Figure 4: Distribution of extracted code blocks based on AST node types, reflecting the syntactic diversity in the training corpus.
Curriculum Training
StructureCoder employs curriculum learning by ordering training samples according to code snippet length. The model is first fine-tuned on shorter, simpler blocks before progressing to longer, more complex ones. This staged approach enables the model to master token-level rewards in simple contexts before tackling intricate logic and dependencies.
Training Pipeline
The training pipeline consists of parsing code into ASTs, generating FIM prompts for each block, producing multiple completions, evaluating them against test cases, and constructing preference pairs based on correctness and edit distance. Two prompt formats are used: FIM and chat, sampled via a Bernoulli distribution to preserve both code completion and conversational capabilities.
Experimental Results
StructureCoder is evaluated on multiple benchmarks: HumanEval(+), MBPP(+), APPS, LiveCodeBench, and BigCodeBench, using Qwen2.5-Coder-Instruct models of varying sizes. The method consistently outperforms DPO, KTO, and Focused-DPO across all tasks and model scales, with average improvements of 1.5–1.6 points in pass@1 accuracy. The gains are more pronounced in tasks with greater structural diversity and complexity, demonstrating the effectiveness of fine-grained preference modeling and curriculum learning.
Ablation and Analysis
Ablation studies confirm the critical role of each component: FIM, AST segmentation, curriculum learning, and mixed prompt formats. Removing any element degrades performance, especially on challenging datasets like LiveCodeBench. Notably, computing DPO loss on the suffix segment harms optimization, while loss on the prefix is neutral. StructureCoder's restriction of loss to the middle segment is validated as essential for precise error localization and reward assignment.

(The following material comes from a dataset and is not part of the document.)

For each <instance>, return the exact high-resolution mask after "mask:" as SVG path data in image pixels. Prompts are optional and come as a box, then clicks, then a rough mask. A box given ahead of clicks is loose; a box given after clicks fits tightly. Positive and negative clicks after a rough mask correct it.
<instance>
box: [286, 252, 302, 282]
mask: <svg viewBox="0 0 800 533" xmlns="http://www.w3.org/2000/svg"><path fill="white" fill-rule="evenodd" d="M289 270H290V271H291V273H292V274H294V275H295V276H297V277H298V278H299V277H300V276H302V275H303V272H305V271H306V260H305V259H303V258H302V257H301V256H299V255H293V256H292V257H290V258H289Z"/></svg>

Figure 5: Credit assignment with different methods. The left is the correct response and the right is the incorrect response (error in Line 2). Each token is colored by DPO implicit reward (darker is higher).
Figure 6: Credit assignment with different methods on Qwen2.5-Coder-3B-Instruct. The left is the correct response and the right is the incorrect response (error from last token of Line 4).
Figure 7: Credit assignment with different methods on Qwen2.5-Coder-7B-Instruct. The left is the correct response and the right is the incorrect response (error in Line 6).
FIM Evaluation
Targeted FIM evaluations on APPS demonstrate that StructureCoder improves middle-span code generation across all model sizes, achieving the highest pass@1 accuracy compared to baselines. This underscores the method's robustness and generalizability in enhancing contextual reasoning for code completion.
Practical and Theoretical Implications
StructureCoder advances alignment for code LLMs by maximizing the utility of limited, test-case-verified data. The approach is data-efficient, scalable, and model-agnostic, provided the underlying LLM supports strong FIM capabilities. Theoretical implications include improved token-level reward assignment and error localization, while practical benefits encompass enhanced code generation quality, generalization, and robustness in real-world programming tasks.
Limitations and Future Directions
The method's effectiveness depends on the model's FIM proficiency, which is not universally available in current LLMs. Additionally, the approach is tailored to code generation and has not been validated in other domains. Future work may explore alternative segmentation strategies, broader application to closed-question tasks, and integration with additional data sources.
Conclusion
StructureCoder introduces a principled, data-efficient alignment strategy for code generation in LLMs, leveraging FIM and AST-based segmentation to construct fine-grained DPO preference pairs and curriculum learning. Extensive experiments demonstrate consistent improvements over existing methods, with strong performance across diverse benchmarks. The approach offers a robust framework for enhancing code LLMs, with potential for further refinement and broader applicability in AI alignment research.